“It is impossible to ignore the ways in which [Pauline] Kael’s gender makes her a target,” writes Amanda Shubert as she reviews the oft-criticized movie critic, subject of the new book Pauline Kael: A Life in the Dark.
On Pauline
Heathcliff Whr R U
The Guardian published a couple of fun pieces earlier this week. The first is a hilarious excerpt from Mallory Ortberg’s Texts from Jane Eyre: And Other Conversations with Your Favorite Literary Characters. The second is a collection of the top ten most memorable meals in all of literature.
And You Thought Literary Magazines Had It Rough
Trouble might lie ahead for Skymall. Rohin Dhar makes the case in The Atlantic that everybody’s favorite in-flight magazine might’ve just merged with a dubious “nutraceuticals” company in need of SEC scrutiny.
A Tale as Old as Time
“In contemporary capitalist societies, libraries stand out as slightly odd. While people are generally accustomed to going into a store and having to pay if they plan on leaving with something – in a library this relationship is quite different.” From AirBnB to Zipcar, startups premised on the so-called “sharing economy” tout themselves as radical and disruptive. Except that another institution – the public library – has been offering communal property for hundreds of years.
Not that the circumstances are always ideal, as our own Jacob Lambert attests in his “Open Letter to the Person Who Wiped Boogers on My Library Book.”

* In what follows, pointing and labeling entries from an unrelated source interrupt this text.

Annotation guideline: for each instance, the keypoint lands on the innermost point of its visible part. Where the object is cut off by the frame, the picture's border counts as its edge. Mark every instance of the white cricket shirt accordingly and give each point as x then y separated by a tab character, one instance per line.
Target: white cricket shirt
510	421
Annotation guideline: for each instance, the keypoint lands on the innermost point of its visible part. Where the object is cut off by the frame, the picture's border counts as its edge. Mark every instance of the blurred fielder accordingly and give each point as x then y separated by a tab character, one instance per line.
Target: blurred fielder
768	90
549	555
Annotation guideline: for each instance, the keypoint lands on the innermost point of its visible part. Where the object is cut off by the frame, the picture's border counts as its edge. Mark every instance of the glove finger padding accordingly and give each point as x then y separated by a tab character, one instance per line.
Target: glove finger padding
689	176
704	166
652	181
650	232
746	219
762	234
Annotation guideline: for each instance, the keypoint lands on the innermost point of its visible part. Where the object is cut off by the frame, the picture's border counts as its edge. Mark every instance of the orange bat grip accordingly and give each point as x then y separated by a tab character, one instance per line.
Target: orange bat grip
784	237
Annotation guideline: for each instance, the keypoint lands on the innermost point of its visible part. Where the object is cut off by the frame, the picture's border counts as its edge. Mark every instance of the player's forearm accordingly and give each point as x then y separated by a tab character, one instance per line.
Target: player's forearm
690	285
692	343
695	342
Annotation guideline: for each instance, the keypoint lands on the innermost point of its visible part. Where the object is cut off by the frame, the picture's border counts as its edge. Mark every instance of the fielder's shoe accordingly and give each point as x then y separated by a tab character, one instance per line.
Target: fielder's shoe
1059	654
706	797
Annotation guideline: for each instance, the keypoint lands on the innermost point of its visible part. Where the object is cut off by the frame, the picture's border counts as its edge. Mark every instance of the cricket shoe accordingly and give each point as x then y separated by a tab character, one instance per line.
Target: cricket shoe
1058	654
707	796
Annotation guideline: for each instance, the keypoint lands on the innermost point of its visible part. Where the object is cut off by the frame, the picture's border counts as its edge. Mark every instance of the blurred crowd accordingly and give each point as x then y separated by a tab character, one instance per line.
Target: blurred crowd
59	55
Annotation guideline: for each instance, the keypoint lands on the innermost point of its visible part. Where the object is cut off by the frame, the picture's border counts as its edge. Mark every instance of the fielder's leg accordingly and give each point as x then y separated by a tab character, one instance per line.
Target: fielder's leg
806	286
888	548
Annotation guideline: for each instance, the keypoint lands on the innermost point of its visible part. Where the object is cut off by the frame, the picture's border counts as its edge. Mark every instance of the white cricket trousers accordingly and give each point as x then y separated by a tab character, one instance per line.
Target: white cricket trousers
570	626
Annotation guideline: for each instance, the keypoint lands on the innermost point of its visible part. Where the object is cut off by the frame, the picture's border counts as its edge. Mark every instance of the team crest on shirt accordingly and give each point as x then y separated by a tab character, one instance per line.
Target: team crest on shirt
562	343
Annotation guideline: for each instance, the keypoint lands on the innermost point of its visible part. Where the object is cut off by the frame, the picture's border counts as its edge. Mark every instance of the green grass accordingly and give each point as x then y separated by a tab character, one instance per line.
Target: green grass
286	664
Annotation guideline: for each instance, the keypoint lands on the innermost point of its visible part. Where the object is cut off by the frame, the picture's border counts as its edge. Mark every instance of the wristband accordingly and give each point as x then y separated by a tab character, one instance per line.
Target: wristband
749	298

Talk About a Wonder Emporium
“This Is My Home” is a short profile of a New York City collector of oddities. His home is regularly mistaken for an antique shop, but it really strikes me as the perfect sister-store to Brazenhead Books.
Abandon All Hope
Man, if Ian McEwan has crises of faith in fiction, how should the rest of us feel? Good question.
Book and Bed
Who’s ready for a trip to Tokyo? Sadie Stein at The Paris Review breaks the lid on a veritable Shangri-La for book lovers, a quasi-bunkhouse known as Book and Bed. Book and Bed is a bunkhouse-slash-bookstore that doesn’t actually sell books. Instead, they have a number of rather spartan beds built inside row after row of bookshelves. Their noble goal is also a simple one; to offer “an experience shared by everyone at least once: the blissful instant of falling asleep while reading.”